Or le BJP est profondément marqué par l’idéologie nationaliste de l’hindutva, qui voudrait faire de l’Inde une nation exclusivement hindoue. Dans le cadre de cette idéologie, explique John Dayal, ancien président de l’organisation All India Catholic Union, chaque Indien est en réalité hindou. Les chrétiens et musulmans ne sont non hindous que “par égarement” ou parce qu’ils sont soudoyés par des missionnaires. En tant que principale minorité religieuse d’Inde, les musulmans constituent une cible prioritaire.

Désastre économique

Pour tous ceux qui dépendent de la filière bovine en Inde, l’application de cette décision serait une catastrophe. En moyenne, un buffle fournit du lait pendant dix ans, mais vit vingt à vingt-cinq ans. Il faudrait donc prendre soin d’une bête devenue inutile et coûteuse en fourrage. Ils voient donc le texte comme une mesure vexatoire, et espèrent qu’il sera contesté, en se fondant sur la Constitution indienne qui garantit la liberté de se nourrir selon ses convictions personnelles. Depuis le début de l’année 2017, le commerce de la viande bovine a été attaqué par le gouvernement. Les autorités traquent et ferment les abattoirs clandestins, notamment sous l’influence du prêtre indien Yogi Adityanath, qui est aussi député à la Lok Sabha. Il ne cache pas sa volonté de faire cesser le commerce de la viande bovine sur l’ensemble de l’Inde.
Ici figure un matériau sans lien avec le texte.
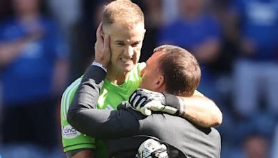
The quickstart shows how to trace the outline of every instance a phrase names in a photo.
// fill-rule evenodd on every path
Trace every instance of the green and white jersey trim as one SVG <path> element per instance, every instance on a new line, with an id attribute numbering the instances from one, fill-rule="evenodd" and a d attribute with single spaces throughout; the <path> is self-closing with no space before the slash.
<path id="1" fill-rule="evenodd" d="M 61 100 L 61 117 L 64 121 L 67 120 L 67 110 L 69 109 L 70 103 L 72 102 L 75 91 L 79 87 L 82 78 L 79 78 L 72 82 L 65 91 L 62 96 Z"/>

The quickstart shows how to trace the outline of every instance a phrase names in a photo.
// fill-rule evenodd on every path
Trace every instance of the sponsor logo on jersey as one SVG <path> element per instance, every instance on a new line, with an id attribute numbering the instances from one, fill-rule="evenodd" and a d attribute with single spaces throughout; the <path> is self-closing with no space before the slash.
<path id="1" fill-rule="evenodd" d="M 62 137 L 65 139 L 74 139 L 81 134 L 79 132 L 75 130 L 70 125 L 62 125 Z"/>
<path id="2" fill-rule="evenodd" d="M 114 109 L 114 108 L 110 105 L 108 105 L 105 109 Z"/>

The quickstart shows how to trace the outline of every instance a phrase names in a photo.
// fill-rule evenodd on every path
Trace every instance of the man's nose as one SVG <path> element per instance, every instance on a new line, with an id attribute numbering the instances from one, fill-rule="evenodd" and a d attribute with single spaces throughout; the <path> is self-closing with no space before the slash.
<path id="1" fill-rule="evenodd" d="M 145 73 L 145 68 L 142 69 L 141 70 L 141 71 L 140 72 L 140 76 L 141 76 L 141 77 L 143 76 L 144 73 Z"/>
<path id="2" fill-rule="evenodd" d="M 133 56 L 133 48 L 131 46 L 129 46 L 126 51 L 126 55 L 129 58 L 132 58 Z"/>

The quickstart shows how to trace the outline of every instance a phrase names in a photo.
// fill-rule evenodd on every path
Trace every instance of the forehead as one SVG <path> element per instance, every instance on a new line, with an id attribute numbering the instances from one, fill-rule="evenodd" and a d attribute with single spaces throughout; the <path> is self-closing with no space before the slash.
<path id="1" fill-rule="evenodd" d="M 107 32 L 112 40 L 138 41 L 144 38 L 145 30 L 144 23 L 136 24 L 132 28 L 114 23 L 107 28 Z"/>
<path id="2" fill-rule="evenodd" d="M 157 64 L 159 62 L 159 58 L 164 54 L 162 51 L 154 53 L 152 56 L 147 60 L 147 64 Z"/>

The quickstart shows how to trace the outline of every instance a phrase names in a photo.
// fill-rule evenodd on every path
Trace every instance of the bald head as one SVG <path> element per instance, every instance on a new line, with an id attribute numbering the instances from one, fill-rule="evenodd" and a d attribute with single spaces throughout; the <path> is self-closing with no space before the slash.
<path id="1" fill-rule="evenodd" d="M 133 28 L 144 24 L 144 13 L 140 7 L 129 0 L 117 0 L 105 6 L 102 17 L 104 31 L 113 24 Z"/>

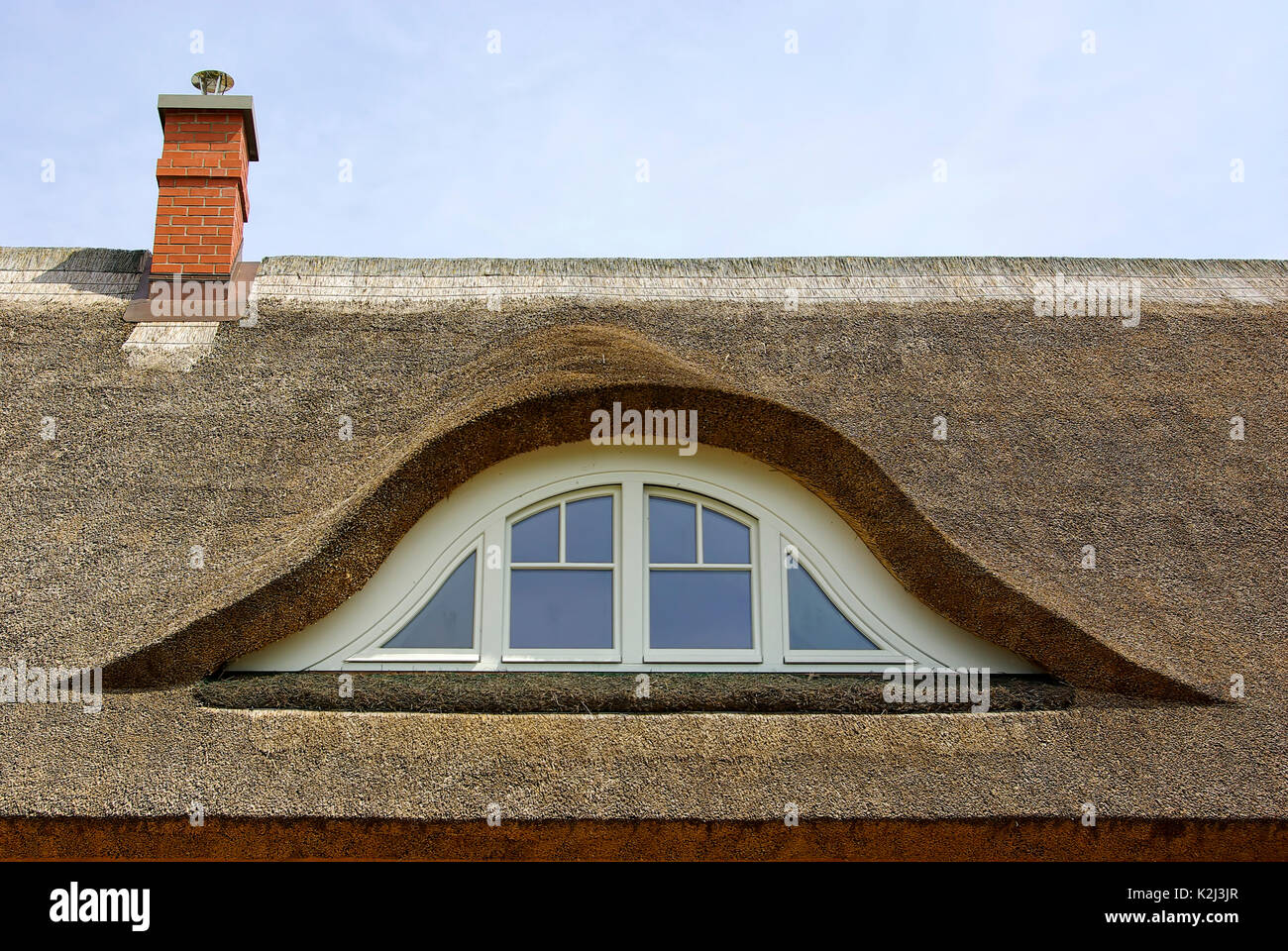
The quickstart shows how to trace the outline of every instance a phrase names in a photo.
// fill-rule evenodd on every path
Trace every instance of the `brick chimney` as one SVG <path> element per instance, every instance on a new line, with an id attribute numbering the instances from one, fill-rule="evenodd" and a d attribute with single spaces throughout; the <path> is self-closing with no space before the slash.
<path id="1" fill-rule="evenodd" d="M 201 95 L 157 99 L 165 144 L 157 161 L 157 223 L 152 274 L 223 278 L 241 260 L 250 215 L 247 164 L 259 161 L 249 95 L 224 95 L 232 77 L 198 72 Z"/>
Il est assisté dans sa tâche par des groupes extrémistes qui brûlent les abattoirs clandestins – ou supposés tels – et qui s’attaquent aussi aux musulmans soupçonnés d’avoir mangé de la viande de vache. Le dernier incident date du mois d’avril 2017 : Pehlu Khan, un fermier musulman de 55 ans a succombé à ses blessures après avoir été passé à tabac par une milice de radicaux hindous. Sur l’autoroute d’Alwar, près de 200 hindous avaient intercepté des chauffeurs de bétaillères musulmans, qui ont tenté en vain de prouver qu’ils transportaient du bétail en toute légalité. Depuis deux ans, une dizaine de musulmans ont été lynchés par des foules dans des incidents similaires.
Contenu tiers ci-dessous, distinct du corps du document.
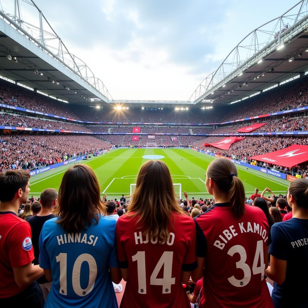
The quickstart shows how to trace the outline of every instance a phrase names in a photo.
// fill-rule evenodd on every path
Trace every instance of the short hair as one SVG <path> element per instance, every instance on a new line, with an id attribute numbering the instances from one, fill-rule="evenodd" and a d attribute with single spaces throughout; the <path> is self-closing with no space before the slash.
<path id="1" fill-rule="evenodd" d="M 108 201 L 106 205 L 107 206 L 107 213 L 112 214 L 116 209 L 116 204 L 112 201 Z"/>
<path id="2" fill-rule="evenodd" d="M 25 191 L 30 178 L 29 173 L 22 169 L 0 172 L 0 202 L 12 200 L 20 188 Z"/>
<path id="3" fill-rule="evenodd" d="M 33 213 L 38 213 L 42 208 L 42 205 L 38 201 L 34 201 L 31 205 L 31 210 Z"/>
<path id="4" fill-rule="evenodd" d="M 201 209 L 202 209 L 202 211 L 204 213 L 205 213 L 208 210 L 208 207 L 206 205 L 202 205 Z"/>
<path id="5" fill-rule="evenodd" d="M 123 209 L 119 209 L 118 210 L 117 213 L 118 215 L 120 217 L 124 213 L 124 211 L 123 210 Z"/>
<path id="6" fill-rule="evenodd" d="M 286 200 L 283 198 L 278 198 L 276 201 L 276 205 L 278 205 L 281 209 L 284 209 L 287 204 Z"/>
<path id="7" fill-rule="evenodd" d="M 42 207 L 51 206 L 54 201 L 58 198 L 58 192 L 54 188 L 47 188 L 41 193 L 40 200 Z"/>

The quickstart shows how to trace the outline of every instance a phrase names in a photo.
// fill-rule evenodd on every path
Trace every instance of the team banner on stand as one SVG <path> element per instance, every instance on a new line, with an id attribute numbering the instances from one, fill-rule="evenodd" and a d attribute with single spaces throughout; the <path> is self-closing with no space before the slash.
<path id="1" fill-rule="evenodd" d="M 138 133 L 140 132 L 140 127 L 133 127 L 133 132 L 135 133 L 135 134 Z"/>
<path id="2" fill-rule="evenodd" d="M 226 138 L 224 138 L 221 140 L 217 141 L 214 143 L 205 143 L 204 146 L 206 147 L 208 145 L 211 145 L 212 147 L 217 148 L 221 150 L 228 150 L 230 146 L 234 142 L 245 139 L 244 137 L 229 137 Z"/>
<path id="3" fill-rule="evenodd" d="M 282 150 L 250 158 L 290 168 L 308 160 L 308 145 L 293 144 Z"/>
<path id="4" fill-rule="evenodd" d="M 242 133 L 249 133 L 257 129 L 266 124 L 266 123 L 256 123 L 249 126 L 245 126 L 245 127 L 239 128 L 236 131 L 240 132 Z"/>

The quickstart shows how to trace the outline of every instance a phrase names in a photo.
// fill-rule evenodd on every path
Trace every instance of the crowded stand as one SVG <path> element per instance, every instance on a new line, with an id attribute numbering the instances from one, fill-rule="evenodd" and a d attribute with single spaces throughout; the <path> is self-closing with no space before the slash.
<path id="1" fill-rule="evenodd" d="M 3 171 L 39 168 L 111 146 L 110 143 L 92 136 L 0 136 L 0 168 Z"/>
<path id="2" fill-rule="evenodd" d="M 8 113 L 0 114 L 0 125 L 45 129 L 91 131 L 89 128 L 83 125 L 78 125 L 63 121 L 43 120 L 24 116 L 17 116 Z"/>
<path id="3" fill-rule="evenodd" d="M 65 103 L 60 103 L 30 90 L 0 79 L 0 102 L 34 111 L 81 120 Z"/>
<path id="4" fill-rule="evenodd" d="M 307 106 L 308 86 L 306 80 L 290 82 L 282 89 L 278 87 L 231 105 L 220 119 L 220 122 L 236 120 L 271 112 Z"/>

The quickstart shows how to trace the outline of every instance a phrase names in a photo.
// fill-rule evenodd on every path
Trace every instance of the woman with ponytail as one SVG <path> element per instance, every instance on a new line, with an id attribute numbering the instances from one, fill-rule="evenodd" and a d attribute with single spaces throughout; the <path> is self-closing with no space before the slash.
<path id="1" fill-rule="evenodd" d="M 164 163 L 148 160 L 141 167 L 116 237 L 127 281 L 121 308 L 190 307 L 182 283 L 197 267 L 195 223 L 177 202 Z"/>
<path id="2" fill-rule="evenodd" d="M 205 186 L 214 207 L 195 218 L 198 267 L 203 276 L 200 308 L 273 307 L 264 279 L 270 233 L 265 215 L 245 204 L 245 191 L 229 160 L 210 164 Z"/>
<path id="3" fill-rule="evenodd" d="M 308 307 L 308 180 L 290 184 L 287 199 L 293 217 L 272 227 L 270 266 L 265 274 L 274 280 L 272 298 L 276 308 Z"/>

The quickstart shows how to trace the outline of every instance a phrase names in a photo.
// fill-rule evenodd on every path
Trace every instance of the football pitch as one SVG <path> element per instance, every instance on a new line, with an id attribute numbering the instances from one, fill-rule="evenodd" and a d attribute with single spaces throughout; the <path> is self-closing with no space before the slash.
<path id="1" fill-rule="evenodd" d="M 206 168 L 213 157 L 189 149 L 117 149 L 87 160 L 80 161 L 92 168 L 97 177 L 102 195 L 108 199 L 129 195 L 130 184 L 136 183 L 140 167 L 148 159 L 159 159 L 167 164 L 174 184 L 181 184 L 181 198 L 186 191 L 190 198 L 209 197 L 205 187 Z M 56 168 L 32 177 L 30 196 L 39 197 L 46 188 L 58 190 L 68 165 Z M 244 183 L 246 196 L 260 193 L 268 187 L 276 194 L 286 194 L 290 182 L 245 167 L 237 165 L 239 177 Z M 268 193 L 266 195 L 268 196 Z"/>

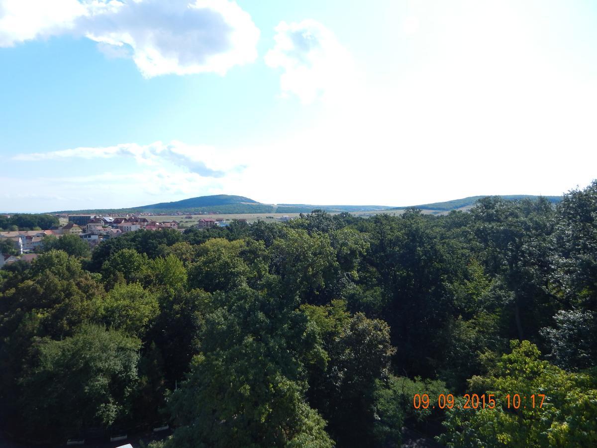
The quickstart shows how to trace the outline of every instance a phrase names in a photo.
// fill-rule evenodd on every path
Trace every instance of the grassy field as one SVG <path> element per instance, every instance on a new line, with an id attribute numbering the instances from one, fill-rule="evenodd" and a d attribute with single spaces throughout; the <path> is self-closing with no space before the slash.
<path id="1" fill-rule="evenodd" d="M 445 214 L 447 212 L 441 210 L 423 210 L 424 214 Z M 361 216 L 362 217 L 368 217 L 378 213 L 389 214 L 393 216 L 398 216 L 404 213 L 404 210 L 379 210 L 376 211 L 352 211 L 350 214 L 354 216 Z M 246 219 L 247 222 L 256 222 L 259 220 L 266 222 L 280 222 L 279 217 L 282 216 L 289 216 L 291 218 L 297 217 L 300 213 L 239 213 L 236 214 L 193 214 L 192 219 L 189 219 L 185 216 L 177 215 L 152 215 L 151 216 L 144 216 L 150 220 L 155 220 L 158 222 L 164 221 L 177 221 L 185 227 L 190 227 L 197 223 L 199 219 L 223 219 L 226 222 L 230 222 L 233 219 Z M 337 213 L 330 213 L 330 214 L 337 214 Z M 66 218 L 60 218 L 60 224 L 64 225 L 67 222 Z"/>

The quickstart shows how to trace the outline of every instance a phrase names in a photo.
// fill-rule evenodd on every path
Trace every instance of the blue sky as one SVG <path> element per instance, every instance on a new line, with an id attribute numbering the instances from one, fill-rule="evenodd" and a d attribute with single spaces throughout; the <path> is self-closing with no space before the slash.
<path id="1" fill-rule="evenodd" d="M 597 177 L 590 1 L 0 0 L 0 211 Z"/>

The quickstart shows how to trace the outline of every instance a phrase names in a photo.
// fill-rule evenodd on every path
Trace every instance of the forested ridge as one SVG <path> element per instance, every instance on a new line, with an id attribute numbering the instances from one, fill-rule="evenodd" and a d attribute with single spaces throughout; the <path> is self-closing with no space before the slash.
<path id="1" fill-rule="evenodd" d="M 597 181 L 556 205 L 54 241 L 0 292 L 0 422 L 29 441 L 167 422 L 152 446 L 398 447 L 404 426 L 597 446 Z M 456 406 L 415 409 L 423 394 Z"/>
“L’hindouisme n’est pas sûr de lui”

Selon le père Yann Vagneux, prêtre des Missions étrangères de Paris en Inde, la crispation identitaire hindoue s’explique par la crainte de voir disparaître les traditions du pays. Le clergé hindou connaît une crise de vocations, les jeunes gens “préférant devenir ingénieurs à New York que de célébrer des pujas (offrandes rituelles) dans les temples”. Toutefois, aussi puissant que soit le parti du président Modi et ses sympathisants, il existe des contre-pouvoirs dans le pays. Il ne croit pas, par conséquent, à une interdiction nationale du commerce de viande de bœuf. Cette nouvelle polémique confirme toutefois l’importance du courant nationaliste indien, et inquiète les minorités, déjà concernées par des tentatives de “reconversions” à l’hindouisme. Les chrétiens, en particulier, sont échaudés par les déclarations de proches du BJP comme Laxman Singh Munda, président du district de Khunti, et qui affirme qu’il veut “supprimer toute présence chrétienne dans la région”.